Recently, I went to my local grocery and picked up two beef roasts, about two and a half pounds each and then lit two piles of charcoal in my grill. I seasoned up the beef and placed both roasts next to each other on a cast iron pan. In about an hour and a half, they were perfectly medium rare. Here’s how I did that.
2 2-1/2 lb. beef roasts, each with a layer of fat
Olive oil
Adobo seasoning
Cajun seasoning
Red pepper flakes
1 quart of beef broth
Flour
Smoked paprika
Preparation
Take the roasts and rub them with olive oil. Place them, fat side up, in a cast iron skillet. Season them with adobo seasoning and cajun seasoning. Don’t measure, just sprinkle both on heavily. Now sprinkle on some red pepper flakes. Let the beef sit at room temperature while you prepare grill.

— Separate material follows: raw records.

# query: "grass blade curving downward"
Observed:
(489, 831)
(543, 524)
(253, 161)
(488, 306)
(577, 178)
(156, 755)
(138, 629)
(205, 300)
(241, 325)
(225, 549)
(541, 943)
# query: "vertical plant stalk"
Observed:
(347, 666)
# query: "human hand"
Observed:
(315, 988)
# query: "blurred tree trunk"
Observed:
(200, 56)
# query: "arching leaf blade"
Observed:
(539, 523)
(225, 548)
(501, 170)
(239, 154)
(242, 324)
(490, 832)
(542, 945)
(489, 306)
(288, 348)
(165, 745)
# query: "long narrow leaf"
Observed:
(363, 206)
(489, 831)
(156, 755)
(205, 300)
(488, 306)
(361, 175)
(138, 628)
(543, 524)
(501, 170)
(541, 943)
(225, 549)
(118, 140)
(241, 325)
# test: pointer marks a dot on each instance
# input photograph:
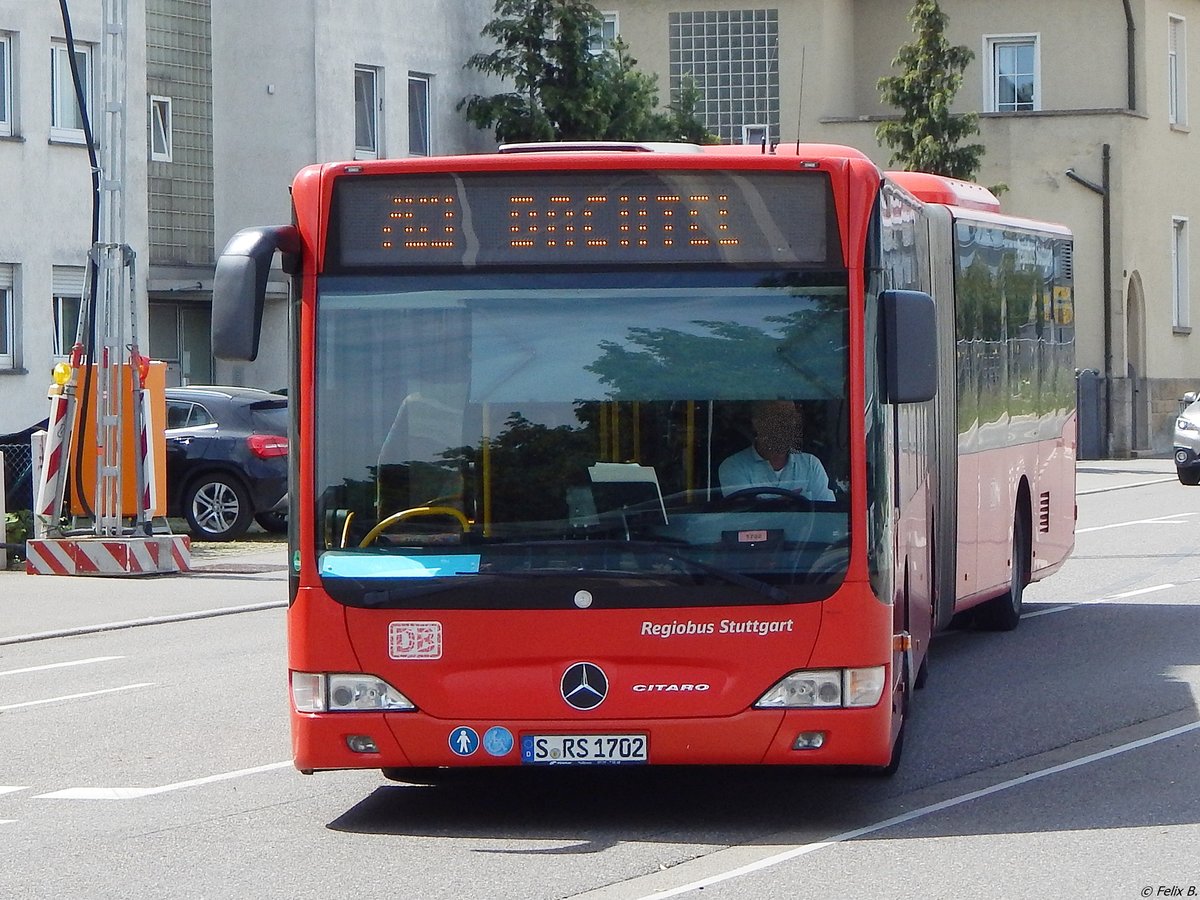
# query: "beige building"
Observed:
(1067, 90)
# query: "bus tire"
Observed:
(1003, 613)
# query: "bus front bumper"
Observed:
(385, 741)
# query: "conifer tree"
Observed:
(928, 137)
(562, 90)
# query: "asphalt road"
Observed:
(1061, 760)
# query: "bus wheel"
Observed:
(1005, 612)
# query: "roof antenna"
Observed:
(799, 105)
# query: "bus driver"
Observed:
(774, 460)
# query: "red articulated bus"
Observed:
(653, 454)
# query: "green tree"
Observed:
(564, 91)
(928, 137)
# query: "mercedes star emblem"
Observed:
(585, 685)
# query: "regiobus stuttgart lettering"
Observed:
(725, 627)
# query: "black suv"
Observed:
(227, 460)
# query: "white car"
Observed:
(1187, 441)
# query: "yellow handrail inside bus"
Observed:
(411, 514)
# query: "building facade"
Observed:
(1067, 91)
(226, 102)
(47, 191)
(1087, 126)
(340, 79)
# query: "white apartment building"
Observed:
(46, 189)
(227, 101)
(1059, 85)
(239, 96)
(339, 79)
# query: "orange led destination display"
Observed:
(582, 217)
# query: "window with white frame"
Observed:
(1181, 301)
(1176, 72)
(5, 84)
(66, 285)
(66, 120)
(418, 114)
(1014, 78)
(606, 36)
(161, 141)
(7, 318)
(366, 113)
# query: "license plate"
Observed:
(582, 749)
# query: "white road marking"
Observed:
(131, 793)
(1131, 484)
(1127, 594)
(804, 849)
(76, 696)
(1161, 520)
(138, 623)
(60, 665)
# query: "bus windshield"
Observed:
(628, 437)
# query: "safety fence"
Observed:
(18, 475)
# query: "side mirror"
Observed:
(239, 288)
(910, 346)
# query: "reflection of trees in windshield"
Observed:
(526, 460)
(804, 358)
(531, 467)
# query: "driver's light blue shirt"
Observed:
(803, 473)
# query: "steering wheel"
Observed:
(798, 501)
(409, 514)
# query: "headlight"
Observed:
(804, 689)
(318, 693)
(825, 689)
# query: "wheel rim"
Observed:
(215, 508)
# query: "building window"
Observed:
(7, 319)
(755, 135)
(732, 59)
(366, 113)
(418, 114)
(1176, 72)
(1013, 83)
(161, 142)
(1181, 303)
(66, 283)
(5, 85)
(606, 36)
(66, 120)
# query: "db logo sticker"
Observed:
(414, 640)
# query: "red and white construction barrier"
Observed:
(109, 556)
(52, 477)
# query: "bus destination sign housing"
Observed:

You need a big enough grill, so you can light two piles of charcoal and still fit the cast iron pan between them, without being directly over the coals. To light the coals, make two piles of charcoal and then go break up some hardwood branches and pile the sticks on top of the coals. Light the sticks with a propane torch. The sticks will burn down and light the coals. I never use charcoal starter. I like my food to taste like wood smoke, not lighter fluid.
When some of the coals start to glow, place the cast iron pan with the beef, on the grate, centered between the two fires. Close the lid. My charcoal piles were fairly deep, so this cooked faster than I expected. In an hour and a half, it was ready. I pull the beef off when an instant read thermometer shows 120º in the center of the roast. When it does, put the roasts onto a platter in a warm place to rest while you make gravy.
For the gravy, place the cast iron skillet on the stove. You should have a nice amount of beef fat in it. Turn the stove on medium high. Add enough flour (and about a teaspoon of smoked paprika) to absorb the fat, but still be somewhat wet while you stir it.
Stir the flour for a couple of minutes, scraping up the stuff that stuck to the pan. Add beef broth, about a cup at a time, and stir. After each addition, bring it to a boil. Keep adding broth until you have a nice gravy, with just the right thickness. Taste and adjust the gravy for salt and pepper. Add the gravy to a bowl. Slice the beef thin and place it on a warm serving platter. Pour any juices from the beef into the gravy.
Serving
Serve lots of beef next to a large boiled potato, that has been broken apart with a fork. Cover both with gravy. Add some broccoli that was sautéed with garlic, some homemade bread, and open a good bottle of Cabernet Sauvignon. Dinner is served.